From the first notes of the overture, “Avenue Q” looked a lot like its well-known inspiration, “Sesame Street.”
Talking and singing puppets graced the state, along with their human co-stars. Every so often, “educational” cartoon shorts would break up the plot.
But with songs like “The Internet is for Porn” and “Everyone’s a Little Bit Racist,” “Avenue Q” is a far cry from its children’s television roots.
Are those puppets on stage, singing about finding purpose in life? They just started having sex in the middle of “You Can Be as Loud as the Hell You Want (When You’re Makin’ Love).”
“Avenue Q,” the 2004 Tony Award-winner for Best Show, opened its two night run Tuesday night at the auditorium to a packed house. The show — part homage to shows like “Sesame Street” and “The Electric Company” and part send-up — will end its run at 8 p.m. Wednesday. Tickets are still available at the box office, and student tickets start at $19.
“Avenue Q” follows Princeton, a recent college graduate who is laid off his job, before he starts and is stuck in the only apartment he can afford in New York City on Avenue Q. There, he meets a number of fellow tenants, including Kate Monster (a kindergarten teacher), Trekkie Monster (a Cookie Monster-like internet addict), and Gary Coleman (star of “Diff’rent Strokes” and the building’s supervisor).
Walking a fine line between delightfully crude and genuinely sincere, the show has run both on and off Broadway, as well as Las Vegas and London.
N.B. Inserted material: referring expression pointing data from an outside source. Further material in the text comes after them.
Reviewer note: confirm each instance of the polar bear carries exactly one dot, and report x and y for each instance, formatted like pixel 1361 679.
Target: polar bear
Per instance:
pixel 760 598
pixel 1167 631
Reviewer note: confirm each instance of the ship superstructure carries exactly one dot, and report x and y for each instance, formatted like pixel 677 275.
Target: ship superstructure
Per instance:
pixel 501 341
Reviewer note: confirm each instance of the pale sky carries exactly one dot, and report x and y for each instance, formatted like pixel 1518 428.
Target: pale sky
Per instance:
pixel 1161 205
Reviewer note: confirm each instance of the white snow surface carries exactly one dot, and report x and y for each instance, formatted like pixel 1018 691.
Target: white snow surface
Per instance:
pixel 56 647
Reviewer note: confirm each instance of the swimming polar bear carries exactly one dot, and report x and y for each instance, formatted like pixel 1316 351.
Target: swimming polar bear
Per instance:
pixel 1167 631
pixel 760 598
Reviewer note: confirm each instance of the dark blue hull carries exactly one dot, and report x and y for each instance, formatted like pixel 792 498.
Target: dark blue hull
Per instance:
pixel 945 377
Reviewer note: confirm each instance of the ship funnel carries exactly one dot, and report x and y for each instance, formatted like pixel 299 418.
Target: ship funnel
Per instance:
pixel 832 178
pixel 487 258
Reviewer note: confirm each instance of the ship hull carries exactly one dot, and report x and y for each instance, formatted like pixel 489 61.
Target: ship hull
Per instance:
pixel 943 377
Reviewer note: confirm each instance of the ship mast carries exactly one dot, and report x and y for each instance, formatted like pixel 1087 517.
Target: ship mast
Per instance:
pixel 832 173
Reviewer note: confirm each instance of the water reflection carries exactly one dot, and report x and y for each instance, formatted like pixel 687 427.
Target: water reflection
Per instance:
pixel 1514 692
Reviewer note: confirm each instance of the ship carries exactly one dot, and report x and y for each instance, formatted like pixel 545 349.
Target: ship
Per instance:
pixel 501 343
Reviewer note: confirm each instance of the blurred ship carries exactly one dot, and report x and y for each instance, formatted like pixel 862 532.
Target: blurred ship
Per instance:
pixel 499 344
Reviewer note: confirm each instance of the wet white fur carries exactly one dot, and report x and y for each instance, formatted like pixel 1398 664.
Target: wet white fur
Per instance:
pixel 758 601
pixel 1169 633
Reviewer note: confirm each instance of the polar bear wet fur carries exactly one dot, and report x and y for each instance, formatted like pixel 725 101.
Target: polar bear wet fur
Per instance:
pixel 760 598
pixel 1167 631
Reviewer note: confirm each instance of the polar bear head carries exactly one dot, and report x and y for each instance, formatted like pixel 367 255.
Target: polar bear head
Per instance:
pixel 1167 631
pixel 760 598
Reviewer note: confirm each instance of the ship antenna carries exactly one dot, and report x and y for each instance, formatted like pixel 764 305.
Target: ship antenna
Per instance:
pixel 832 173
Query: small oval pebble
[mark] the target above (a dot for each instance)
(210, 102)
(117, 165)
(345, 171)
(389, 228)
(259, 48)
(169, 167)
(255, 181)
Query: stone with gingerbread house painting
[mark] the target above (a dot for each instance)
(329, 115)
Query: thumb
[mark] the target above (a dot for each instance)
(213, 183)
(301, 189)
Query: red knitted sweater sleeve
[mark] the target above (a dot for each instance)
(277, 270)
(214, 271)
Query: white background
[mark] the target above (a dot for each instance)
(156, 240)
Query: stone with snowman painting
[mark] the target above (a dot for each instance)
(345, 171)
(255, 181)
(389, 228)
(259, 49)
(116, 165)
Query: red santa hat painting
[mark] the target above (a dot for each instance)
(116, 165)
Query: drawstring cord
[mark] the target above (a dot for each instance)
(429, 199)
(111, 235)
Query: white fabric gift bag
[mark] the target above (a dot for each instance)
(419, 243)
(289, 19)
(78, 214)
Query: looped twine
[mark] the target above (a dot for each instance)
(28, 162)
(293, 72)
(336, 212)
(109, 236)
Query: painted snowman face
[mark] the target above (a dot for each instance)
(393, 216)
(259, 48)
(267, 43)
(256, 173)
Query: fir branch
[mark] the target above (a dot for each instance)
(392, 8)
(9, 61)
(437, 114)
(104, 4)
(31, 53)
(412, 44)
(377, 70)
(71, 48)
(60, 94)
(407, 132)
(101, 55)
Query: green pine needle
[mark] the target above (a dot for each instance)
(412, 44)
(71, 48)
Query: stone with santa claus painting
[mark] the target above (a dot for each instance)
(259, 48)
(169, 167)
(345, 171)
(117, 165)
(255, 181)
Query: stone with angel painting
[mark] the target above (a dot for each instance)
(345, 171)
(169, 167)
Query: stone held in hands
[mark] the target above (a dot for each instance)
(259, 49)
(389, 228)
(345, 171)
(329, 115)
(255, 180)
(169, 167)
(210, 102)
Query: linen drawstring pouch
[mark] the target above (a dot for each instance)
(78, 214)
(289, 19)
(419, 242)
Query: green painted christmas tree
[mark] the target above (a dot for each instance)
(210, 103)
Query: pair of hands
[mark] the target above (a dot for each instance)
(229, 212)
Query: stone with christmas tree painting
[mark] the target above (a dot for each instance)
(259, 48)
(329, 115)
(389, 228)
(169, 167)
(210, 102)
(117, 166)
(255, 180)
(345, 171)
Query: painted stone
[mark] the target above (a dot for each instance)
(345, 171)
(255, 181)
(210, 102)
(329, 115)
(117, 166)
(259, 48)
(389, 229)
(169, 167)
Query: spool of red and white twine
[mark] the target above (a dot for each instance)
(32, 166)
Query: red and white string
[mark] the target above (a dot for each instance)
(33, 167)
It has garnered multiple awards, including the Best Show (it beat out the smash hit “Wicked”) and Best Original Score Tonys, and spawned a number of domestic and international tours.
Freshman Brett Guiden, who saw the show during its Chicago run, said he enjoyed the rapport between the puppet actors and their human masters and costars.
“You can look at either one, and they’re both acting on-stage,” he said. “It’s really cool.”
Freshman Joe Maguire heard a few of “Avenue Q’s” numbers on YouTube, so when he saw it was coming to Bloomington, he decided to check out the actual show. Like Guiden, Maguire said he was as equally impressed with the music as he was with the acting and puppeteering.
“It’s absolutely fantastic,” Maguire said. “I love the interaction between the puppets and the actors. It’s great.”